さらに、鄭舜功著『日本一鑑』の「萬里長歌」によれば、16世紀半ばには釣魚嶼 (魚釣島) に民間人が住んでいた事がわかる。( 私の別記事 [ 鄭舜功著『日本一鑑』は釣魚嶼に中国人居住し官憲の巡視があった事を示す (標準版) ] 参照。 )
また、「釣魚嶼」の日本名が「魚釣島」と「釣魚」の「釣」という字と「魚」という字が逆転してるのは中国語と日本語の文法の違いによるものであって、沖縄の言葉も日本語の方言である以上は基本文法が同じはずだから、「釣魚嶼」は中国名である。更に、「釣魚嶼 (魚釣島) 」・「黄尾嶼 (久場島) 」・「赤尾嶼 (大正島) 」の名称中の島を意味する「嶼」という字は内地の島の名前みならず沖縄本来の島の名前にも無い表現である。これは中国人が発見したと考えうる大きな証拠である。そして、この表記には18世紀末まで琉球側は抗議しておらず、ただ、「黄尾嶼」と「赤尾嶼」を独自に同定できなくなっていた清朝最後の二回の冊封使に「黄尾嶼」を「久場島」、「赤尾嶼」を「久米赤島」と琉球名で教え込んでいたと考えられる。(鞠徳元教授の『日本国窃土源流-釣魚列島主権辨』 参照。)
さらに、冊封使・郭汝霖が著書・『使琉球錄』で「焉赤嶼者界琉球地方山也」 (赤嶼は琉球地方を界する島である) とした事について異議を唱えず琉球王国の正史『中山世鑑』に転記している。また、その後、冊封使・汪楫が著書・『使琉球雜錄』で赤尾嶼沖を「中外の界」と記述した事にも異議を唱えていない。

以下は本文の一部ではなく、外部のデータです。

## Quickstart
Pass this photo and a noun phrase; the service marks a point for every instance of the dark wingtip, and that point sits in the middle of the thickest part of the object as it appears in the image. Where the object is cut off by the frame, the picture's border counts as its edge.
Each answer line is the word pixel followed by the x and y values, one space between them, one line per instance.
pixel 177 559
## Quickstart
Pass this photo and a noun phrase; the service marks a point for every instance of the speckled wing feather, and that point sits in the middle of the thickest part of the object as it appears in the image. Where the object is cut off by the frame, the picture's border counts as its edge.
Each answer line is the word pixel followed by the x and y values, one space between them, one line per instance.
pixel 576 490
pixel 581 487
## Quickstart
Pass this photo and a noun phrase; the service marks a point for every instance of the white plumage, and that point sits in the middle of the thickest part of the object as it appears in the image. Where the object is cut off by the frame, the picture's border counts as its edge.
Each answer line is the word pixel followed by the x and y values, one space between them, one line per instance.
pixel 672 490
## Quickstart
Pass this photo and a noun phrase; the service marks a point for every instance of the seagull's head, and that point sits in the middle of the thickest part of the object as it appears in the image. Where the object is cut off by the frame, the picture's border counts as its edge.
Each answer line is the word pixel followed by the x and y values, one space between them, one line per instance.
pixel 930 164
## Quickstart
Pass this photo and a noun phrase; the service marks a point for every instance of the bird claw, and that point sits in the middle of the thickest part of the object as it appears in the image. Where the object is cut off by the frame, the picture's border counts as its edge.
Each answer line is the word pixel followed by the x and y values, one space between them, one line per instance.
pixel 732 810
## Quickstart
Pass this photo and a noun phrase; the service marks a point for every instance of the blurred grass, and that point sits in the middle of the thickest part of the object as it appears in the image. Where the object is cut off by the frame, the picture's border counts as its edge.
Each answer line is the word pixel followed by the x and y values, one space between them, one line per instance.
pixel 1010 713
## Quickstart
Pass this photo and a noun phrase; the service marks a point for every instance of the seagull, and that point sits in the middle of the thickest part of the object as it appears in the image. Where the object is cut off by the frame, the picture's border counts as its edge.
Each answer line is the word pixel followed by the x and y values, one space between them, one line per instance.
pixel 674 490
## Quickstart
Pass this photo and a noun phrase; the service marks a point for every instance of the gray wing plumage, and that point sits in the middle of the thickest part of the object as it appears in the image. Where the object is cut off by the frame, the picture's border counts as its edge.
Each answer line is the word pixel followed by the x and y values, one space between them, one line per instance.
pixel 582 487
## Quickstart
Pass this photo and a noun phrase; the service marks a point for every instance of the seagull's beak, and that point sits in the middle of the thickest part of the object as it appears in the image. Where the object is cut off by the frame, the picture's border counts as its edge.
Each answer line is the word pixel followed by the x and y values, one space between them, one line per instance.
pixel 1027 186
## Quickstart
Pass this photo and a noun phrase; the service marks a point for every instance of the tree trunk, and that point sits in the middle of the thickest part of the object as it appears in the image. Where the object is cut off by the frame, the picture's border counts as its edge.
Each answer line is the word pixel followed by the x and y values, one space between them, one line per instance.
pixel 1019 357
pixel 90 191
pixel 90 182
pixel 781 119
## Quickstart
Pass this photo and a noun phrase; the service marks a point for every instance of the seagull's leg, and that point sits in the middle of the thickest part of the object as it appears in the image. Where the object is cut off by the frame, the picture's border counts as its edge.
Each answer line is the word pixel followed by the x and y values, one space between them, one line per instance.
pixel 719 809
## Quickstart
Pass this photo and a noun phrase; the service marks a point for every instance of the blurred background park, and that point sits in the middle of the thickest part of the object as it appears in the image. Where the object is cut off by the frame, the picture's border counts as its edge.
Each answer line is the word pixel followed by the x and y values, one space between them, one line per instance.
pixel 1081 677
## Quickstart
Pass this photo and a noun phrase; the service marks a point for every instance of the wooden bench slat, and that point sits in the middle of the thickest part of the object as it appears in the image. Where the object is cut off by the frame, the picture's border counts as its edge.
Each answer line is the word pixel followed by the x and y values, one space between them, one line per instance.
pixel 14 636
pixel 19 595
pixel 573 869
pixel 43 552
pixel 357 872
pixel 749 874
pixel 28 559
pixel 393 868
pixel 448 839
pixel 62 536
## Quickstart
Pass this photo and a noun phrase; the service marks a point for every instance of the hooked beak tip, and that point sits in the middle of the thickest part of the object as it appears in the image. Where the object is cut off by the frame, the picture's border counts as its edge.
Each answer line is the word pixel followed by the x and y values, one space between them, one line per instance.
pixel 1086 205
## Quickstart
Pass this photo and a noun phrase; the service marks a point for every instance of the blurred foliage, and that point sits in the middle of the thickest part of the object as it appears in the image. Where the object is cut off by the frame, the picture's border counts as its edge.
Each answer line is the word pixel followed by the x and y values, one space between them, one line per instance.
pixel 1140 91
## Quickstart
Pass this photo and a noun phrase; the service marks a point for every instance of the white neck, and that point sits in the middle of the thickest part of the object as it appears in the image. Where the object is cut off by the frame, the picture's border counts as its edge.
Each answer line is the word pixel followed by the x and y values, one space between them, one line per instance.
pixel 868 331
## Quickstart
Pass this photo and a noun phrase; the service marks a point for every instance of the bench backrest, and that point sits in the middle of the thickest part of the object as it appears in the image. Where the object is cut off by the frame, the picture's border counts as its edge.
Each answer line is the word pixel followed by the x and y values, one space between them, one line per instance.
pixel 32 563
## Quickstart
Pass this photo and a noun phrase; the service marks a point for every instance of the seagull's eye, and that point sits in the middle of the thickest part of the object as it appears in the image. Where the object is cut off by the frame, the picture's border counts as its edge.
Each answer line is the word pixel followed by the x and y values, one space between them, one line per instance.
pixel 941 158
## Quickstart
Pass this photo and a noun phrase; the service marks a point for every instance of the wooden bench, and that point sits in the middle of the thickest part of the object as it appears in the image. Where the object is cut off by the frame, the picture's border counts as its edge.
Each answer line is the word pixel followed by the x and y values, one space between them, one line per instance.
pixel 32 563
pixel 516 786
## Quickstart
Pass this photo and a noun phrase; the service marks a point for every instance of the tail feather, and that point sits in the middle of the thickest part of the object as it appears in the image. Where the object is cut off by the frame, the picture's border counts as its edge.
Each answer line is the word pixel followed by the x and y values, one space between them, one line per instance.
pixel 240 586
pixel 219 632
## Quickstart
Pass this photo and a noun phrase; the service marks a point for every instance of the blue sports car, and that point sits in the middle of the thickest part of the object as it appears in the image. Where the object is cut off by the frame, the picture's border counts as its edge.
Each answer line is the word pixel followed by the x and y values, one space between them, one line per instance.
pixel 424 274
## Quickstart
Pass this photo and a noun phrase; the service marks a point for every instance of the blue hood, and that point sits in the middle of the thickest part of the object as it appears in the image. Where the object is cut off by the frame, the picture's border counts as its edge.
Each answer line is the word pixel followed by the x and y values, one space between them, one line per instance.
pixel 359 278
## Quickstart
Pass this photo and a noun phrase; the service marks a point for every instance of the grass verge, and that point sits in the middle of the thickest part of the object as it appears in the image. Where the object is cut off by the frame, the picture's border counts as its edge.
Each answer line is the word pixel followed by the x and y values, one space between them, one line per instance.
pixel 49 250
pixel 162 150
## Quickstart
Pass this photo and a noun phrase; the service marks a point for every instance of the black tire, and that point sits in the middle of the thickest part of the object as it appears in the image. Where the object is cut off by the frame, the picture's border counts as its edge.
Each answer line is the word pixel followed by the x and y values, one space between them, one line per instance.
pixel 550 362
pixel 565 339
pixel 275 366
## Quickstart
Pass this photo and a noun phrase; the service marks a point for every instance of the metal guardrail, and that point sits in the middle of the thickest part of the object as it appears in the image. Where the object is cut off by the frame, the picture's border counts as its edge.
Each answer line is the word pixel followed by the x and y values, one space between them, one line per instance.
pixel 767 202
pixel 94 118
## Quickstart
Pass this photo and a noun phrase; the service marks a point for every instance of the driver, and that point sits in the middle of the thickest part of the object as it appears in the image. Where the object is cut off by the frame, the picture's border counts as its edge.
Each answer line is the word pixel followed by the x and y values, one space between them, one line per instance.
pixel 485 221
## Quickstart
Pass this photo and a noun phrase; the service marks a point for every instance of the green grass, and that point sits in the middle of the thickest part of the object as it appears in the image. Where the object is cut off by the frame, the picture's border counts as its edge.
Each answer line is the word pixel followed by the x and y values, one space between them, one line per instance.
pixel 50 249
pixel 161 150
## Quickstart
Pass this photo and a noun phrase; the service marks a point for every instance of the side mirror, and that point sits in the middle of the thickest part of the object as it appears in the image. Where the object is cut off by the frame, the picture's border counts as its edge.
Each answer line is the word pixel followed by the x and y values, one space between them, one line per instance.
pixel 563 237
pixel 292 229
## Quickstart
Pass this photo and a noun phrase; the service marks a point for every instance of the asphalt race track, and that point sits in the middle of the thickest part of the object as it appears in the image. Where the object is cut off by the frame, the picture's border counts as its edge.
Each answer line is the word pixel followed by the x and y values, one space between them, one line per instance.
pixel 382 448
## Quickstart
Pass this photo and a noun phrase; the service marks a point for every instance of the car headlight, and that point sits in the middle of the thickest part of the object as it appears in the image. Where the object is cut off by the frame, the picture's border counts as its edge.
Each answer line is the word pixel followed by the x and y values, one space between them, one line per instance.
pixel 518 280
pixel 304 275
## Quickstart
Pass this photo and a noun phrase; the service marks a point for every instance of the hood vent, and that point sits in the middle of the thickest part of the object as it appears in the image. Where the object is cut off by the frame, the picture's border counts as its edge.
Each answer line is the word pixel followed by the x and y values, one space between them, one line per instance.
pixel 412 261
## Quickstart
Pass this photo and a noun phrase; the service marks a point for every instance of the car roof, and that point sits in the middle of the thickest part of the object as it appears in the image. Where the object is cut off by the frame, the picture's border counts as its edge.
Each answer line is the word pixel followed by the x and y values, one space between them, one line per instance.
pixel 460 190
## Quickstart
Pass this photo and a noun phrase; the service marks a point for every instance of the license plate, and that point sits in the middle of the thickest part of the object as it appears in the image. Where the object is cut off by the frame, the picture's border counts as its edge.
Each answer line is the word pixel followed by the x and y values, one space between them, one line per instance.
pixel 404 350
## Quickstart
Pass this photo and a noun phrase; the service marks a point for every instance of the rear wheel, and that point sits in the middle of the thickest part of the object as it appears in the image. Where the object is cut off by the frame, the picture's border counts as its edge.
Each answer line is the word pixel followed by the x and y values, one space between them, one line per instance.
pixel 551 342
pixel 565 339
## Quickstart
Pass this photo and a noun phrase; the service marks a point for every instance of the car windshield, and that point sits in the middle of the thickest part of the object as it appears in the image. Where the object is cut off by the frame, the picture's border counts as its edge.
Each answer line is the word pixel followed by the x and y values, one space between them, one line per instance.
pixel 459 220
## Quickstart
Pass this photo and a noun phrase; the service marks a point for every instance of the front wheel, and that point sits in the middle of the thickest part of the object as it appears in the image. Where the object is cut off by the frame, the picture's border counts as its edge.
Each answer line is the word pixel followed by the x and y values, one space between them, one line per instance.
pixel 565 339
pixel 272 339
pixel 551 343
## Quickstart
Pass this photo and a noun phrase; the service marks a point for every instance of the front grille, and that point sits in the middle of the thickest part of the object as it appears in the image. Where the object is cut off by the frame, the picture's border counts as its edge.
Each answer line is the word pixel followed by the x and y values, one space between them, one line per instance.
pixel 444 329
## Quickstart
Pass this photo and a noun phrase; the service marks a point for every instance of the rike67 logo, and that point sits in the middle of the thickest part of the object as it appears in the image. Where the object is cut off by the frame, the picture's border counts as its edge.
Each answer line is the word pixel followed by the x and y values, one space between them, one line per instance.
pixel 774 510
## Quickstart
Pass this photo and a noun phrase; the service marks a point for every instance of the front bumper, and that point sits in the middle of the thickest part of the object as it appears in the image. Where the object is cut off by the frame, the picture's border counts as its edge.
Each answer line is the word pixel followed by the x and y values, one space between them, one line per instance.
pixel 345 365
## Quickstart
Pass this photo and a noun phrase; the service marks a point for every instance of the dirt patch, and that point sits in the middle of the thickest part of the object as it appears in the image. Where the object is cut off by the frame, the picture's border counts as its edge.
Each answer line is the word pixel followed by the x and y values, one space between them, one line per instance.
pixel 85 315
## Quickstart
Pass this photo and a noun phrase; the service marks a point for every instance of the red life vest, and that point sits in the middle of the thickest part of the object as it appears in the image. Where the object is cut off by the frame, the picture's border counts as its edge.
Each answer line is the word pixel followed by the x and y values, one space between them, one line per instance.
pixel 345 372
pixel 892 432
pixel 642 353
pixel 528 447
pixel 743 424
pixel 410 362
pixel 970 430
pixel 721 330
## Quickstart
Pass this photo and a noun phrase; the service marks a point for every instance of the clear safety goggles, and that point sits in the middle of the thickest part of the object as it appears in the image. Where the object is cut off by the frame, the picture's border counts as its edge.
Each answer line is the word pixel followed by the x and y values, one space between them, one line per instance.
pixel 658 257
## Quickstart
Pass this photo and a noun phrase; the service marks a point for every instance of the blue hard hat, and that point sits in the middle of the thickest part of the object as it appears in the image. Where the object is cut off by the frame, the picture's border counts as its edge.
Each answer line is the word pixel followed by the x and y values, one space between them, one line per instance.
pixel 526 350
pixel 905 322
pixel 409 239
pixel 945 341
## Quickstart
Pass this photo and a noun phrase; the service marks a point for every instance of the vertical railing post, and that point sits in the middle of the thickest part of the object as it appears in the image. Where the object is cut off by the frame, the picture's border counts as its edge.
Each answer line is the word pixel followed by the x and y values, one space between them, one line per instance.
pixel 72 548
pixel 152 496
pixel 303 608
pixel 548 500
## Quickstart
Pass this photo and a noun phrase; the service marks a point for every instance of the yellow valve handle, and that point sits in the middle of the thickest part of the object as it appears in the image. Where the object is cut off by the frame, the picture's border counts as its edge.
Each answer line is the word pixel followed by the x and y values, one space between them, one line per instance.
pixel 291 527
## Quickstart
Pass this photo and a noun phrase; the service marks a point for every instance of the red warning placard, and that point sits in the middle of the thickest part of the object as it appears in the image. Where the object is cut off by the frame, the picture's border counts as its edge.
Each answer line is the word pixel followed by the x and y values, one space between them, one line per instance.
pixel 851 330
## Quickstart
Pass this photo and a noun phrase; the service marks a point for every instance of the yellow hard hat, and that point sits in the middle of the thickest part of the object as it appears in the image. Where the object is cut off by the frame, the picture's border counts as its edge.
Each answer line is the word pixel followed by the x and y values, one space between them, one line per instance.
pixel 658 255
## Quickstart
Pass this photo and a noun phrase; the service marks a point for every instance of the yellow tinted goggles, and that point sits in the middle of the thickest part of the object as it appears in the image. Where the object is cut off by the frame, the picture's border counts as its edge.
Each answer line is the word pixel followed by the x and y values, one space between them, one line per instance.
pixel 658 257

尖閣日本領論者の日本人の中には琉球人が発見した島を中国人が中国名をつけて横取りしたかのごとき被害妄想にとりつかれている人がいるようであるが、明朝中国は下賜品を気前良く琉球側に与えており当時は排他的経済水域も無く経済価値の低い無人島を横取りするようなセコイ事をするはずがない。
よって、釣魚嶼 (魚釣島) ・ 黄尾嶼 (久場島) ・赤尾嶼 (大正島) は中国人が発見したと考えられる。